Немец с рыжими клоками вильненского врача опускает очки на нос и каллиграфическим почерком старательно выводит: «Мария Павлицкая».

Получив пропуск, она входит в гетто (через склад театральных декораций), и ее тут же останавливает полицай. Пропуск ему не нравится, он отправляет ее обратно, выгоняет на арийскую сторону.

— Вот так вот?! — она показывает немцу в штатском разорванный пополам пропуск. — Чего тогда стоят эти ваши бумажки?

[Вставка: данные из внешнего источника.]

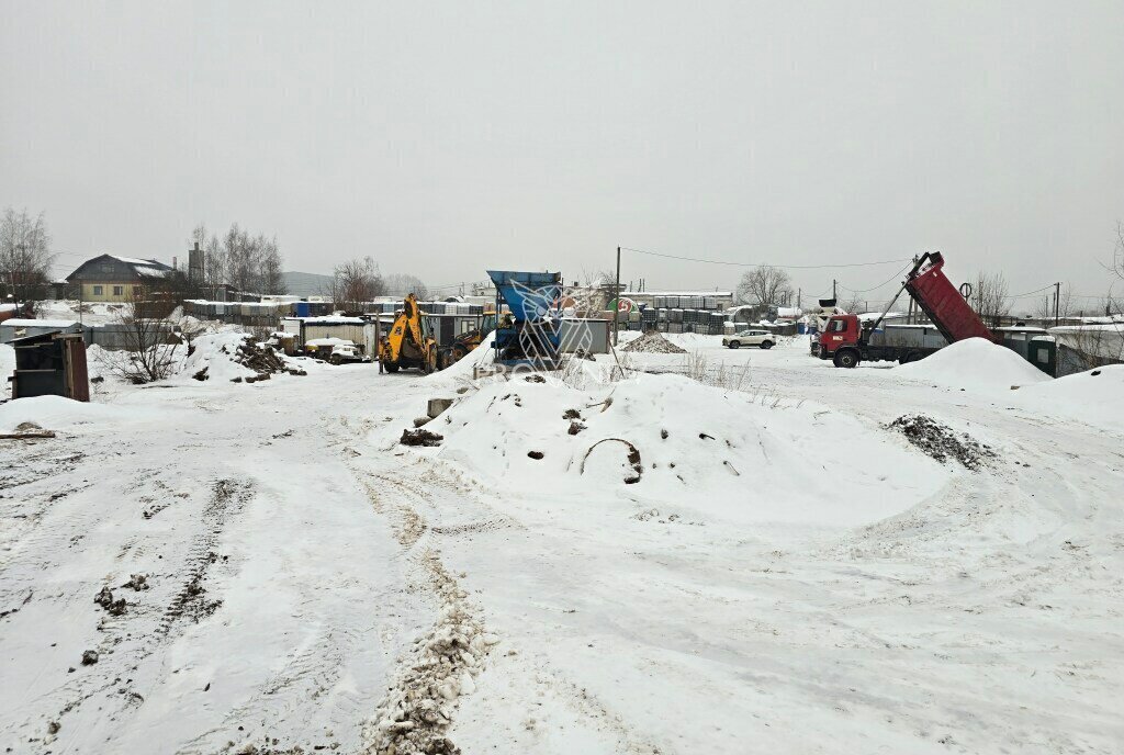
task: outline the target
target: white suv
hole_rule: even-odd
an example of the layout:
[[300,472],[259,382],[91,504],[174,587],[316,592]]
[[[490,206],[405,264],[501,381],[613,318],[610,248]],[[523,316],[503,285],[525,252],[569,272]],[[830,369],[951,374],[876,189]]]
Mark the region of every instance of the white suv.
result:
[[733,336],[722,339],[722,345],[727,348],[741,348],[742,346],[760,346],[761,348],[772,348],[777,339],[768,330],[742,330]]

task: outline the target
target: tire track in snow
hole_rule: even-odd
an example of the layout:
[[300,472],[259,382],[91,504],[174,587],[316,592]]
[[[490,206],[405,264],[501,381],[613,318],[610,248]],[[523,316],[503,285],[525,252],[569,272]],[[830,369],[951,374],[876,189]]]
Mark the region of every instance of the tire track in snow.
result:
[[418,510],[428,503],[424,485],[404,480],[406,467],[396,465],[392,473],[373,472],[380,491],[354,461],[348,464],[363,481],[372,508],[390,520],[401,556],[414,566],[415,588],[429,593],[439,611],[434,626],[399,661],[390,689],[364,724],[362,753],[460,753],[447,736],[456,700],[475,690],[473,677],[483,671],[499,637],[484,631],[479,608],[446,570],[439,552],[427,545],[433,530]]

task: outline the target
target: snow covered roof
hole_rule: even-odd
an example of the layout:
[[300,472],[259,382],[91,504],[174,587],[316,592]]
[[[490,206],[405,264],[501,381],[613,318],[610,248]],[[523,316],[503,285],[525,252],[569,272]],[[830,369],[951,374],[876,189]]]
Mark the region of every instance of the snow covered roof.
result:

Она не узнает своего голоса. Говорит быстро, пискляво, без пауз. С удивлением понимает, что это голос рыжей Ванды, дочки дворничихи с Огродовой. Как-то она была там в гостях, Ванда тогда как раз вернулась со свадьбы и сразу набросилась на еду. «Вас что, не кормили на свадьбе, что ли?» — удивилась дворничиха. «Кормили, но не особо уговаривали, заразы такие», — пожаловалась девушка и расхохоталась. Она иногда копировала смех и голос Ванды — высокий, задорный, уверенный. В самый раз для крупной блондинки, думает она теперь удовлетворенно и кладет немцу на стол испорченный пропуск. Тот снова поднимает очки на лоб. Молча склеивает бумажку и ставит новую печать. На этот раз ее никто не останавливает.

Она отдает документ матери, обе выходят из гетто. Мать — через ворота, по ее пропуску. Она — через кабинет старого немца. Он не задает никаких вопросов — помнит, что документы у нее в порядке.